NHS chief hints at transfer of hundreds of millions of pounds to general practice
The NHS has been ‘pennywise and pound foolish’ by underfunding general practice, and has hinted that he would look to transfer hundreds of millions of pounds from secondary care to general practice, NHS chief executive Simon Stevens has said.
Mr Stevens suggested increased funds could come to general practice ‘in the short term’ in the form of ‘at least a third of a billion pounds’ in return for demand being absorbed in general practice rather than hospitals.
He also said NHS England would soon be making a ‘big announcement’ around pharmacists and practices working closer together, while describing general practice workforce issues as one of NHS England’s ‘must get right’ things for the next five years.
Speaking at the NHS Confederation conference in Liverpool today, Mr Stevens said the costing, set out by the RCGP, was a ‘compelling one’, adding that general practice would also have to work more efficiently in new care models such as multi-speciality community providers and GP federations.
He said: ‘We have sometimes been pennywise and pound-foolish and that is nowhere more evident than in our relative under-investment in primary care, general practice. I think that the case that the RCGP makes for investment in general practice, sizing that as at least a third of a billion pounds of savings in offset demand flowing up to hospitals in the short term is a compelling one.’
Mr Stevens was also put on the spot by conference delegates about GP workforce issues. He said a number of key things had to happen, including improving recruitment and retention.
He said: ‘We have got to not only make it more attractive to come into general practice but we’ve got to probably take a range of other measures to try and hit this goal of 50% of new medical graduates will go into general practice.’
GP workloads had to be addressed, he said, trailing a forthcoming announcement about pharmacists working with GP practices.

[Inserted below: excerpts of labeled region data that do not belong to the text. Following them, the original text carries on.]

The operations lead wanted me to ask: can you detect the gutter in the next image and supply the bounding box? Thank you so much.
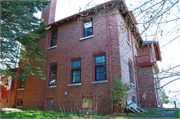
[104,10,114,111]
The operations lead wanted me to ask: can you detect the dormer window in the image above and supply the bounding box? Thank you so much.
[50,30,57,47]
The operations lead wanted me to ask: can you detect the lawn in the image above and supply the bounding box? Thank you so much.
[1,110,127,119]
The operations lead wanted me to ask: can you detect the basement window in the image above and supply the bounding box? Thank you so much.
[47,99,54,109]
[71,60,81,83]
[49,64,57,86]
[83,18,93,37]
[95,55,106,81]
[82,97,92,109]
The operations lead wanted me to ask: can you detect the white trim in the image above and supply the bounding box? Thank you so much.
[17,88,25,90]
[67,83,82,86]
[79,35,94,40]
[47,45,57,50]
[16,106,22,108]
[91,80,108,84]
[127,41,132,47]
[46,85,57,88]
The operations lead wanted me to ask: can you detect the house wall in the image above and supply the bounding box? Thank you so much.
[20,6,126,112]
[138,66,157,108]
[1,77,25,107]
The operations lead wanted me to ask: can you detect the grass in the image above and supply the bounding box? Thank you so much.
[136,110,163,116]
[175,110,180,118]
[1,110,127,119]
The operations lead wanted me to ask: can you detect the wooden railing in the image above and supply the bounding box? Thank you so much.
[135,53,156,66]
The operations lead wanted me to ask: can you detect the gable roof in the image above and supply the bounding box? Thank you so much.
[142,41,162,61]
[47,0,143,44]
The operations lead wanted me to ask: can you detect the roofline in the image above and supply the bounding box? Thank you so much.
[47,0,144,43]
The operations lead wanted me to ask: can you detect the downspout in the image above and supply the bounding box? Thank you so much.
[40,30,50,109]
[131,38,140,106]
[13,81,17,108]
[106,11,113,111]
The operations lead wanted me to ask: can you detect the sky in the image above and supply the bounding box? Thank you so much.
[35,0,180,98]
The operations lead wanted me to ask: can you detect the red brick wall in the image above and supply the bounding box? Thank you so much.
[41,0,57,25]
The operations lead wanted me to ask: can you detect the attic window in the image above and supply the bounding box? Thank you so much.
[83,18,93,37]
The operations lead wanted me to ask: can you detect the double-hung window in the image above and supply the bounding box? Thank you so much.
[95,55,106,81]
[128,61,133,83]
[71,60,81,83]
[49,65,57,86]
[83,18,93,37]
[20,78,26,88]
[50,30,57,47]
[126,28,131,43]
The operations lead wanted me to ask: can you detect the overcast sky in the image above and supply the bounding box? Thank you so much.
[35,0,180,98]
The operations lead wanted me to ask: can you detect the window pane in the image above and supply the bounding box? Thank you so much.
[82,98,92,108]
[18,100,23,106]
[84,21,92,29]
[128,62,133,83]
[84,27,93,37]
[72,60,81,68]
[95,55,106,64]
[49,72,57,86]
[21,78,26,88]
[73,76,80,83]
[51,30,57,46]
[47,100,54,109]
[83,19,93,37]
[73,69,80,75]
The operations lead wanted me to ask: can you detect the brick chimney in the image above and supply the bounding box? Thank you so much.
[41,0,57,25]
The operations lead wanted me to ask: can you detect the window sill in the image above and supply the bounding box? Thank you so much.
[17,88,25,90]
[79,35,94,40]
[46,85,57,88]
[91,80,108,84]
[67,83,82,86]
[47,45,57,50]
[127,41,132,47]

He said: ‘We’ve got to get more serious about multi-disciplinary working in primary care, including pharmacists and we are going to be saying more about that quite soon.’

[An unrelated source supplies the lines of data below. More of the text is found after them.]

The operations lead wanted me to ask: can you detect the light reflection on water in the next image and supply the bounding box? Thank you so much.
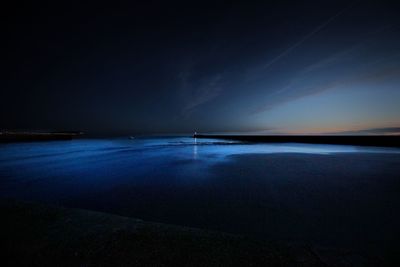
[0,137,400,197]
[0,137,400,249]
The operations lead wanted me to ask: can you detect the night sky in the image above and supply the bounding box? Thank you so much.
[0,1,400,134]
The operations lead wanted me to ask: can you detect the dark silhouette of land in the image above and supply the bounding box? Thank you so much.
[193,134,400,147]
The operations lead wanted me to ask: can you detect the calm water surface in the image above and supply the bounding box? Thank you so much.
[0,137,400,252]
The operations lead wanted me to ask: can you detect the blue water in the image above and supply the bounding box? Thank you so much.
[0,137,400,251]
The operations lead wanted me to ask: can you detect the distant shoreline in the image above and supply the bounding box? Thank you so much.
[193,134,400,147]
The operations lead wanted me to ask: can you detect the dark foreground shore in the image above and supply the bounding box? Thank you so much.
[193,134,400,147]
[0,200,325,266]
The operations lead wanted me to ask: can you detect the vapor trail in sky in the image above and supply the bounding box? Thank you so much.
[264,2,355,70]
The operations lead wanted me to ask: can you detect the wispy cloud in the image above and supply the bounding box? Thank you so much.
[179,71,223,118]
[329,127,400,135]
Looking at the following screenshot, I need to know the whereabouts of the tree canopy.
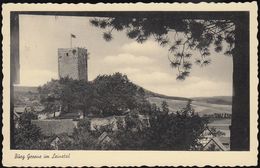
[90,15,235,80]
[39,73,150,116]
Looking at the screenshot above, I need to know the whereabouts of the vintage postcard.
[2,2,258,167]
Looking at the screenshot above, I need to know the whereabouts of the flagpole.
[70,35,72,48]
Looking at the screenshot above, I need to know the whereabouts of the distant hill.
[14,86,38,93]
[192,96,232,105]
[14,86,232,114]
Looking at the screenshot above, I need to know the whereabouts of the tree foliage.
[111,102,207,150]
[90,15,235,80]
[39,73,147,116]
[14,112,48,149]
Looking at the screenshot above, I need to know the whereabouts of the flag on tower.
[70,34,76,38]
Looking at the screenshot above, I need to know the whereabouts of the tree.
[161,101,169,114]
[93,72,137,116]
[14,112,48,149]
[90,12,250,150]
[90,15,235,80]
[38,78,96,117]
[73,119,97,150]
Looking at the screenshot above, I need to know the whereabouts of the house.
[90,116,118,131]
[97,132,115,150]
[32,119,76,136]
[200,127,229,151]
[50,134,73,150]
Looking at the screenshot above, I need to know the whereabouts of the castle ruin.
[58,47,88,81]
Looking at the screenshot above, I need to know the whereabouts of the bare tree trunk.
[231,13,250,151]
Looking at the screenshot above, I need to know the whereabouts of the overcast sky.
[20,15,233,97]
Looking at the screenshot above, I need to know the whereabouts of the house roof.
[203,137,227,151]
[14,106,26,113]
[32,119,75,136]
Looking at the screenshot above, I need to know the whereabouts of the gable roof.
[32,119,75,136]
[203,137,227,151]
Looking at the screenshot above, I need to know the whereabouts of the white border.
[2,2,258,167]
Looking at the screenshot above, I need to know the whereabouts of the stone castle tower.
[58,48,88,81]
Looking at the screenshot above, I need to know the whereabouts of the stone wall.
[58,48,88,80]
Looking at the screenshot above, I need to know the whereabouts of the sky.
[19,15,233,97]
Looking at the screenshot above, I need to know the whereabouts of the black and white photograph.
[1,2,256,167]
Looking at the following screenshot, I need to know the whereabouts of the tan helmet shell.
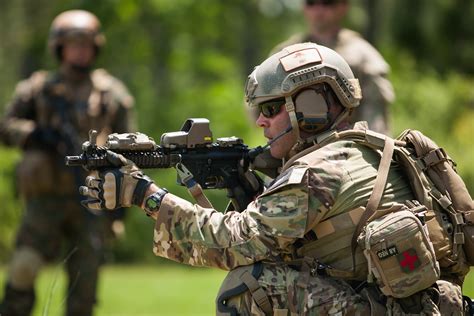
[48,10,105,57]
[245,43,362,109]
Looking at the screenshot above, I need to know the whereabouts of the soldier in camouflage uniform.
[272,0,394,134]
[0,10,134,316]
[81,43,462,315]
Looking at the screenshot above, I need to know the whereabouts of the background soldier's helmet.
[48,10,105,59]
[245,43,362,132]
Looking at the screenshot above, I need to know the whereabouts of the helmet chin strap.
[285,96,304,146]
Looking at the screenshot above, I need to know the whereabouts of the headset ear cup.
[294,89,329,133]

Also in response to a question, Mr Stevens promised that he would personally look into the issue of rising GP indemnity costs which are making it harder to staff out-of-hours shifts.
He said: ‘It sounds like that is the kind of thing that would be hard for an individual out of hours co-op or CCG to sort but perhaps collectively we could do that nationally, so I will certainly take a look at that personally.

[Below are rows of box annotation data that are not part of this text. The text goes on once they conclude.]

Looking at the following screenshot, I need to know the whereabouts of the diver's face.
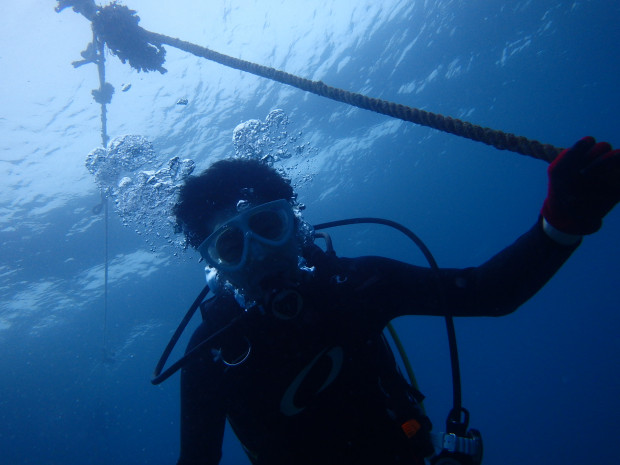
[198,200,301,300]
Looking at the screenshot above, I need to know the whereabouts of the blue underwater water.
[0,0,620,465]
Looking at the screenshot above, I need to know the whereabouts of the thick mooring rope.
[143,30,562,162]
[56,0,562,162]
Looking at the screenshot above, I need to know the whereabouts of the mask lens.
[215,228,243,265]
[248,210,284,241]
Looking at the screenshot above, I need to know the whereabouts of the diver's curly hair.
[172,159,295,248]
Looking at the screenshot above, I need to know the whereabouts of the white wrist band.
[543,217,583,245]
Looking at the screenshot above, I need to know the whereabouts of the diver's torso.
[200,250,430,465]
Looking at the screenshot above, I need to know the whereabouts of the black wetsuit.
[178,219,576,465]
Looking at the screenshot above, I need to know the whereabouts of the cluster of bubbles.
[85,109,312,254]
[86,135,195,249]
[233,109,310,166]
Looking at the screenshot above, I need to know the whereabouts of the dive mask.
[198,199,295,272]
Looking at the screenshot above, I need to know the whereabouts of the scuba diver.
[168,137,620,465]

Within the same speech, Mr Stevens also announced that NHS England alongside Monitor, TDA, CQC and HEE will be placing a number of English health economies into a new ‘success regime’ measure, whereby they will diagnose long term ‘systemic inbalance’ which is affecting quality or structure of their services or financial problems.
He said the first areas would be Essex, north Cumbria and northeast and west Devon, with more potentially to follow.
These areas will be helped by national advice and £10m fund, NHS England explained, with Mr Stevens describing the move as ‘a different way of having a structured intervention in trying to put those places onto sustainable footing’.